The European Commission estimated in 2005 that by 2010 it should be feasible to mobilise about 1.5 EJ/yr of the EU's unused wood and agricultural residues. New resources in the form of energy crops (plantations of trees, grasses, oilseed crops and other crops that are optimised for energy production) could provide a further 2 EJ/yr - about 60% as solid biomass for heat and power and 40% as liquid biofuels (source: Biomass - Green energy for Europe DG RTD, 2005).

click to enlarge The indicative technology roadmap of the Industrial Initiative on Bioenergy.

Bioenergy costs are expected to decrease over time, due to better technology and economies of scale in larger commercial plants. According to the International Energy Agency, by 2050 bio-electricity generation costs could reduce to $49 to 123 per MWh, transport biofuels to $7 to 12 per GJ and heat production is expected to remain around the actual price (Source: IEA-2008).

The Industrial Initiative on Bioenergy in the context of the SET-Plan aims to ensure at least 14% bioenergy in the EU energy mix by 2020. At the same time it wants to guarantee GHG emission savings of 60% for bio-fuels and bio-liquids under the sustainability criteria of the new RES directive.

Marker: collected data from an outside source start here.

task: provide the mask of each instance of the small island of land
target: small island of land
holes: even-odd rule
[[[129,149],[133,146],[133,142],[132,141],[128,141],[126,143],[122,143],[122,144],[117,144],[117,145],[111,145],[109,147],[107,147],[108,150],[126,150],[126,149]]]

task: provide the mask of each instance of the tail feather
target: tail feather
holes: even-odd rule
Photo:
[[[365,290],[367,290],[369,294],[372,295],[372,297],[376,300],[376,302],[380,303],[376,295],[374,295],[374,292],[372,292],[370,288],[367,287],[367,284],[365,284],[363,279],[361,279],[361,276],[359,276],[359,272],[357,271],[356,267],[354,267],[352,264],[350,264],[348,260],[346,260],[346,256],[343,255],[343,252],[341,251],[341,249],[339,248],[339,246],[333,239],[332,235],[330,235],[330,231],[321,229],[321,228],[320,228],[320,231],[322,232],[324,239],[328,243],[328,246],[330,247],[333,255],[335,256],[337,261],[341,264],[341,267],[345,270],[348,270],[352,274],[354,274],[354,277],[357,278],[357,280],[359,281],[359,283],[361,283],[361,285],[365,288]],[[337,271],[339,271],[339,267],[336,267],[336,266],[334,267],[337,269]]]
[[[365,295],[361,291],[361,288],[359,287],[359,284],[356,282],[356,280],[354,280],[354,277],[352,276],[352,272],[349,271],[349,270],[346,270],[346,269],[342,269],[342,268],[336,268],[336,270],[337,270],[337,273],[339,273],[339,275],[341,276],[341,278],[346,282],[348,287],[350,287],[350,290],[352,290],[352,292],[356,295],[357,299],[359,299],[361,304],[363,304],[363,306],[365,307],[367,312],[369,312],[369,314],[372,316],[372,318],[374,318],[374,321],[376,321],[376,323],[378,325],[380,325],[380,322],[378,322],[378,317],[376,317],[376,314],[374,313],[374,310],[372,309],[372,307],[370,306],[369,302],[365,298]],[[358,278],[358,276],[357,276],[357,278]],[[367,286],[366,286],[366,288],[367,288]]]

Hurdles to be overcome by research

The successful development of bioenergy is hindered at the moment by a number of obstacles:

• The biomass resources available in the EU are diverse and dispersed. This leads to a fragmentation of the technological know-how according to the conditions of the feedstock in the specific regions.
• The low energy content of biomass compared to fossil fuels requires a higher input of feedstock, posing significant logistic and economic challenges. In particular, there is a need to further develop energy crops and aquatic biomass which is a promising approach in disengaging the land-for-fuel issue from biofuels (so called second generation biofuels) and biomass for energy. It is also necessary to further improve the processes related to the recovery of fuels and fibres from municipal solid waste and other industrial waste streams since these can be used for energy conversion and/or as intermediate carriers.
• Conversion technologies (e.g. waste incineration, anaerobic digestion, gasification, pyrolysis, pellet heating, co-firing) need to be further improved. In particular, development and deployment of new thermo-chemical technologies and improved bio-chemical conversions (e.g. anaerobic digestion and ethanol-fermentation plants) would be necessary in order to reach the large volumes required to meet ambitious EC targets.
• To make the promising concept of biorefineries a reality, there is a need for extensive research and technological development to test and prove the supply of biomass feedstocks, the extensive range of biorefining technologies, the end uses of the products, etc.